The main scientific challenges are as follows:

  1. How can we aggregate, merge and finally interpret the masses of available data in order to build a reliable, comprehensive, exploitable and sustainable picture of a crisis situation? This scientific challenge focuses in particular on the classic components of big data (volume, velocity, variety and value) and includes more original aspects such as learning or deduction mechanisms, visualization, modeling and meta-modeling.
  2. How can we ensure the agility of crisis management in the face of situations that are as changeable and unstable as they are critical and dramatic? This second issue focuses on the dynamics of response networks, and includes considerations such as flexibility and robustness, as well as disruption detection and adaptation of collaborative schemes.
  3. How can crisis management IT tools be developed and deployed, taking advantage of current technological potential while integrating into the crisis management landscape in the least disruptive way possible? This third challenge covers both the purely technological aspect, with a view to proposing effective, high-performance tools, and the social science aspect inherent in questions of acceptability and business integration.

 

Methodological approaches

  • Modeling

Model engineering is at the heart of the DiSCS axis. Methodological approaches based on metamodels, automatic model generation (situation, response, etc.) or model transformation are central to the axis.

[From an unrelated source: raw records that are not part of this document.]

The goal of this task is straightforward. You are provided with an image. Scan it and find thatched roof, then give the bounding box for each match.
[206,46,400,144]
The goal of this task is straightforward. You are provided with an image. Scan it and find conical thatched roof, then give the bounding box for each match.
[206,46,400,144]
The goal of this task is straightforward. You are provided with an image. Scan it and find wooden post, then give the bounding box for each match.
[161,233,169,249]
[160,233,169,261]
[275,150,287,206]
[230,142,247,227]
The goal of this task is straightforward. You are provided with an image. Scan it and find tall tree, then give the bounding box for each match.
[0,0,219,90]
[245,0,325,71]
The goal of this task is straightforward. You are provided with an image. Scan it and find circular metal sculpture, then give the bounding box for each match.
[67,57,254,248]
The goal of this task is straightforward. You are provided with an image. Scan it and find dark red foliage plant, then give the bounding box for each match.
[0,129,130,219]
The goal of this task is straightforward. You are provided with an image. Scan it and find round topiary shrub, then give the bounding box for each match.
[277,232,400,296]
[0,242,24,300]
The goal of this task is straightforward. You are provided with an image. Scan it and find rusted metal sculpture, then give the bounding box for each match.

  • Organizational Digital Twin

The desire to build models that are representative of the observed situation, to keep these models as close as possible to the reality of the situation, and finally to act on this situation cover respectively the “Digital Model”, “Digital Shadow” and “Digital Twin” aspects of the Digital Twin methodological approach.

  • Physics of Decision

The POD methodological approach is also strongly linked to the DiSCS axis and to the desire to support decision-making and performance evaluation.

  • Participatory experimentation

The applied nature of DiSCS research and the need to interact with potential end-users of the contributions justify the use of methodological approaches based on the conduct of participatory experimental sequences.

 

POSITIONING OF THE AXIS IN NATIONAL AND INTERNATIONAL CONTEXT

The work carried out by this division is based on deep historical integration within local (e.g. SDIS 81, SDIS 62) and national (Ministry of Ecology, Ministry of the Interior, CEREMA) institutional networks.

On the industrial front, the maturity of the axis' contributions tends to direct collaborations towards joint research laboratories with major groups (Airbus, Dassault Systèmes), as well as smaller companies (EPSI).

On the academic front, international collaborations have been anchored for many years with Penn State University (USA) and Georgia Tech (USA); more recently with Virginia Tech (USA) via a co-directed thesis on critical infrastructure resilience, and with the University of Cincinnati (USA) via a co-directed thesis on crisis management training.

On a national level, thesis co-directions are underway with Télécom Paris and INU Champollion. The division is very much involved in the ISCRAM (Information System for Crisis Response And Management) community and in various GdRs.